O que nos leva ao outro livro, de Mathew Taylor, brasilianista professor da American University, que acaba de lançar Decadent Developmentalism: the political economy of Democratic Brazil. Aqui a experiência de sucesso do Espírito Santo empalidece no meio do caos maior nacional. Mathew constrói uma ligação entre cinco macro categorias institucionais econômicas e políticas que deixam a construção do país mais pesada. Em sua visão, o emaranhado de ligações entre essas instituições atrasa a capacidade do país de sair da longa crise que nos atinge. Muitas vezes as análises em outros autores captam um desses pontos apenas, mas Mathew mostra que o entrelaçamento dessas instituições é a chave para entender nosso atraso. Tomamos o caminho errado de um desenvolvimentismo em que vários atores acabaram por servir como âncoras pesadas. A falta de coordenação e foco do que fazer e seguir de certa forma ajuda a explicar esse modelo decadente em que ainda nos encontramos.
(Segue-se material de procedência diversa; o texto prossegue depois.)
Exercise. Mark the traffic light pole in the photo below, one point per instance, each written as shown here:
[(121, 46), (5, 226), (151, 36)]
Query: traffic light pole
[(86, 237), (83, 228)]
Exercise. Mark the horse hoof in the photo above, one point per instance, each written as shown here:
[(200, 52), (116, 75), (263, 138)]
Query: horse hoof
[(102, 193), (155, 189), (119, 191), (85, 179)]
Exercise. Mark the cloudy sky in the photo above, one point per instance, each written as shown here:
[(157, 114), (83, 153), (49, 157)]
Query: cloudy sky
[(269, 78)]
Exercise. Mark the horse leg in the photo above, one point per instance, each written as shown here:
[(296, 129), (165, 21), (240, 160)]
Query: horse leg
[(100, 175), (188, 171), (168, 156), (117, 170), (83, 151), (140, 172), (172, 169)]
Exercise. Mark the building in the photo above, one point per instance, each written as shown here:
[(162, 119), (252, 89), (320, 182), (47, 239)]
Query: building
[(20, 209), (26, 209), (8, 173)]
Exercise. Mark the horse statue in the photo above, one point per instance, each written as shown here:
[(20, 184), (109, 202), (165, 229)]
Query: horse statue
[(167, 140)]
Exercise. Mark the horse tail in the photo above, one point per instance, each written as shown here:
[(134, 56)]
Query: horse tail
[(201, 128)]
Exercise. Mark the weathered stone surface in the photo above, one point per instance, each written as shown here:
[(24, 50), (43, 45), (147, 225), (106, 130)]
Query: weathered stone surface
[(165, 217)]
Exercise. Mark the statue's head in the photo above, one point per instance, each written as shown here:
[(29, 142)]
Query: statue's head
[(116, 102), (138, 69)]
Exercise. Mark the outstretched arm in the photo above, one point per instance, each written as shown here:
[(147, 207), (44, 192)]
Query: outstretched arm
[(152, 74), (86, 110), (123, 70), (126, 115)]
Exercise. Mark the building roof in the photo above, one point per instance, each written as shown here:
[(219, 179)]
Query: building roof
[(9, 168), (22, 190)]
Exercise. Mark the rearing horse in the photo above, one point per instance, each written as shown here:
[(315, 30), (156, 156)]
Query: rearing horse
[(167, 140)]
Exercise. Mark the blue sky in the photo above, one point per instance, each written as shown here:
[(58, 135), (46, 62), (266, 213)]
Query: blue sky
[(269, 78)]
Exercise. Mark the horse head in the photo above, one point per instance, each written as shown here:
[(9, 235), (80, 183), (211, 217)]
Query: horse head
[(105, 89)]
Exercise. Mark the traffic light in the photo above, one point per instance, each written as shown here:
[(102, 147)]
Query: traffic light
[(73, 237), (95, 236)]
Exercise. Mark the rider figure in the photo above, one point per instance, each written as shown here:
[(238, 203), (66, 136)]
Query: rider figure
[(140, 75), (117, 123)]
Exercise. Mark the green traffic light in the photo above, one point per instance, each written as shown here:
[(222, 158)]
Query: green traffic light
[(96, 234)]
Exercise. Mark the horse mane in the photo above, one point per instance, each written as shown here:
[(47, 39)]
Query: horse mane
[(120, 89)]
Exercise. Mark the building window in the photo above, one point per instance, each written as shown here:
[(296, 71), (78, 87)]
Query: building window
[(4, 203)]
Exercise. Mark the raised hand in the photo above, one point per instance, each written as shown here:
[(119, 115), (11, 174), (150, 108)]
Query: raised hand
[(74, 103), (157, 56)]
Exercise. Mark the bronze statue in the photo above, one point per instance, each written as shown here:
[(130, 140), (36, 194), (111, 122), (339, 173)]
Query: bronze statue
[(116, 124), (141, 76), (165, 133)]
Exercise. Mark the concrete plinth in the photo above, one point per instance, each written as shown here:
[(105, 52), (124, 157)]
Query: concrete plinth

A queda de PIB de 4,1% em 2020, assim, é uma gota em uma história de decadência que parece ser difícil de ter saída como no Espírito Santo. Como reverter a queda histórica de 5,5% no PIB per capita na década passada sem uma história positiva menos polarizada e com direcionado virtuoso das nossas instituições? De certa forma esses dois livros mostram os pontos a serem atacados, mas parece que estamos ainda longe de tomar o rumo certo.
*Sergio Valeé economista-chefe da MB Associados.